During a median follow-up of 6 years, 2550 (42.1%) participants developed hypertension. After adjusting confounding factors, compared to grade 1 with the best control of SUA, the odds ratios for grades 2 to 6 with worse control were 1.347 (1.109-1.636), 1.138 (0.764-1.693), 1.552 (1.245-1.934), 1.765 (1.170-2.663), and 2.165 (1.566-2.993), respectively. RCS indicated a linear correlation between the risk of hypertension and changes in SUA, and an elevated risk in participants with baseline hyperuricemia. Subgroup analyses showed that grades of SUA control had an interaction with systolic ( = 0.003) and diastolic blood pressure ( < 0.001). Sensitivity analyses further determined the robustness of the result that participants with poor SUA control have a higher risk of developing hypertension.
Poor SUA control, an increase in SUA over time, rises the risk of developing hypertension regardless of whether the initial SUA is normal or not. Initial hyperuricemia will exacerbate this risk. Effective SUA control should be an important measure for primary prevention of hypertension.
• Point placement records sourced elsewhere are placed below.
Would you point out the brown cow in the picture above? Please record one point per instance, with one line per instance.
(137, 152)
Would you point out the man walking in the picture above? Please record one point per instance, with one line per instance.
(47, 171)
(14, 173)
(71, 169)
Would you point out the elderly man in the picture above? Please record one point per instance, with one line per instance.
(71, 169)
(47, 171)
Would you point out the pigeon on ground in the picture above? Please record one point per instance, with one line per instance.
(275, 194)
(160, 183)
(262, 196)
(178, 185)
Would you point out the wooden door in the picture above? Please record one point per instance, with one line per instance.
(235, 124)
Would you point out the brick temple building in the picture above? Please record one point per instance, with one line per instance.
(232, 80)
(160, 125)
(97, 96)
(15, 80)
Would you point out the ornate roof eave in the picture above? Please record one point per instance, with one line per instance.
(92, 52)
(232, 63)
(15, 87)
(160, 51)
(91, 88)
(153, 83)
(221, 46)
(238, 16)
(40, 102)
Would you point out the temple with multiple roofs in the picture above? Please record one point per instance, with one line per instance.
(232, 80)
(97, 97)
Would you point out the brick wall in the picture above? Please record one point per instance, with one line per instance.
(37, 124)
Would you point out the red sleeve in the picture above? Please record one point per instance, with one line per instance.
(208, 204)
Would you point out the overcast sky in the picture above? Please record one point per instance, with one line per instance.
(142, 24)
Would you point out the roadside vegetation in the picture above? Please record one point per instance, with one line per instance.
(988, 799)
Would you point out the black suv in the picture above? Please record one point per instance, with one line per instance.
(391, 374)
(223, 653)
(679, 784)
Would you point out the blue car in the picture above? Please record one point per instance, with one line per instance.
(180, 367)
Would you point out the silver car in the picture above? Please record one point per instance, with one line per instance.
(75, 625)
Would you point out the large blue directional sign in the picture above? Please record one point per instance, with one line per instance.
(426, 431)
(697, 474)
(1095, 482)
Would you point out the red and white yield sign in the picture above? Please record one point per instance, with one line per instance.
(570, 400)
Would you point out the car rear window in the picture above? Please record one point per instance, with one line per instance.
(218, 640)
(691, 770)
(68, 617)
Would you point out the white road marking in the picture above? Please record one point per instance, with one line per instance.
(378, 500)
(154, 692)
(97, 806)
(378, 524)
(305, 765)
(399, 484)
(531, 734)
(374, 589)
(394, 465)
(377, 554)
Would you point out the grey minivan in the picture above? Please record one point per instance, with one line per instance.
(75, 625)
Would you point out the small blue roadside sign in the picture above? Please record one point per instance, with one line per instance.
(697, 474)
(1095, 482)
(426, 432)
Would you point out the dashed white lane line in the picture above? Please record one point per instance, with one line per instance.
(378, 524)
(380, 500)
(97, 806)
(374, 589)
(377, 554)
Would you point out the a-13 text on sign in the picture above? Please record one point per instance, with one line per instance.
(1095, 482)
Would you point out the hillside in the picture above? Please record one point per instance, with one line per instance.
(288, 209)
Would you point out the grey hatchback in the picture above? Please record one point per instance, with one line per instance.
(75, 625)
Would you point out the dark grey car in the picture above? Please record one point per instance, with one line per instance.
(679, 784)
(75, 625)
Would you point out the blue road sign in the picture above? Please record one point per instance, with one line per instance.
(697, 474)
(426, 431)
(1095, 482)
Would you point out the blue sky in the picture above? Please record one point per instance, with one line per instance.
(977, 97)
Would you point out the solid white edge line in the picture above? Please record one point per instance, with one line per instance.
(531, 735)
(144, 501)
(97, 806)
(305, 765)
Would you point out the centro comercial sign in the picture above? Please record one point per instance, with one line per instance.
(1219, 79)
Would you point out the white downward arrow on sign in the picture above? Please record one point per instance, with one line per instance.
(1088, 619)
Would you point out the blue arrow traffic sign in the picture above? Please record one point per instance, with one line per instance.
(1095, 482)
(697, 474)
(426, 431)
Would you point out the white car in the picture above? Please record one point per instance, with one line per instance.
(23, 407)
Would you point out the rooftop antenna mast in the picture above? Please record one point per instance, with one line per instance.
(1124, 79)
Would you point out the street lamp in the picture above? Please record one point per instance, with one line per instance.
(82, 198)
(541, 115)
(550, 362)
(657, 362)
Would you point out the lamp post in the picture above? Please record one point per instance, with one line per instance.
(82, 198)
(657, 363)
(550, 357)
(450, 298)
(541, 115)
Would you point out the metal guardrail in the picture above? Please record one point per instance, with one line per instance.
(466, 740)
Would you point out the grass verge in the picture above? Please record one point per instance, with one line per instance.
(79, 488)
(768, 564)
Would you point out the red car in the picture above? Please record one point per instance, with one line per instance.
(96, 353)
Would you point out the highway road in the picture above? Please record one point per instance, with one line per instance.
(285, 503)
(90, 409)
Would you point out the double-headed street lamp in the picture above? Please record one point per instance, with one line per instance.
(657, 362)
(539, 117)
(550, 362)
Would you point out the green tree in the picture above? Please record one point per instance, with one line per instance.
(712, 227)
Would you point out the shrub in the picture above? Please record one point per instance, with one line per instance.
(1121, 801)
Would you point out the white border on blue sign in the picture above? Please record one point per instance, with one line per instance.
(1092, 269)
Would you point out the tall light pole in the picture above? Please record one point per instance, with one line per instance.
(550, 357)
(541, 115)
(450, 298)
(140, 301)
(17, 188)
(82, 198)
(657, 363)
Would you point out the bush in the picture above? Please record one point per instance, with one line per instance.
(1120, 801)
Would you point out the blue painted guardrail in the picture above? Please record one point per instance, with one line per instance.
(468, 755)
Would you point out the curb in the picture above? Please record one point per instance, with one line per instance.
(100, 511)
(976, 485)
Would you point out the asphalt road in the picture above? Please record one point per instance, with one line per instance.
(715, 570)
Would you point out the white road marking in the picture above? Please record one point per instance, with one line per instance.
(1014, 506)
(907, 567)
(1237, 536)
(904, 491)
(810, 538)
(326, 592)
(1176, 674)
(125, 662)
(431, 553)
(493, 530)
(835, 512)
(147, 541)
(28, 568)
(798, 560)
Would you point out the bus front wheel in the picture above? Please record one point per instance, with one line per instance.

血清尿酸(SUA)已被认为是高血压的一个致病因素。然而,关于 SUA 变化与高血压之间关系的报告有限。因此,我们旨在研究 SUA,特别是其随时间变化的情况,对高血压发病率的潜在影响。
本动态队列研究纳入了 6052 名基线时无高血压的参与者。根据基线 SUA 是否偏高以及 SUA 是否逐渐升高至高尿酸血症或降低至正常水平,将参与者分为六组。第 1 组至第 6 组代表参与者 SUA 控制从最佳到最差的情况。使用逻辑回归和限制性三次样条(RCS)模型来探讨 SUA 控制等级与高血压发病率之间的关联。
在中位随访 6 年期间,2550(42.1%)名参与者发生了高血压。调整混杂因素后,与 SUA 控制最佳的第 1 组相比,SUA 控制较差的第 2 组至第 6 组的比值比分别为 1.347(1.109-1.636)、1.138(0.764-1.693)、1.552(1.245-1.934)、1.765(1.170-2.663)和 2.165(1.566-2.993)。RCS 表明,高血压的风险与 SUA 的变化之间呈线性相关,基线时高尿酸血症的参与者风险升高。亚组分析显示,SUA 控制等级与收缩压( = 0.003)和舒张压( < 0.001)存在交互作用。敏感性分析进一步证实了控制不佳的 SUA 与高血压发病风险升高之间的关系具有稳健性。
无论初始 SUA 是否正常,SUA 控制不佳、SUA 随时间升高都会增加高血压发病风险,而初始高尿酸血症会加重这种风险。有效的 SUA 控制应作为高血压一级预防的重要措施。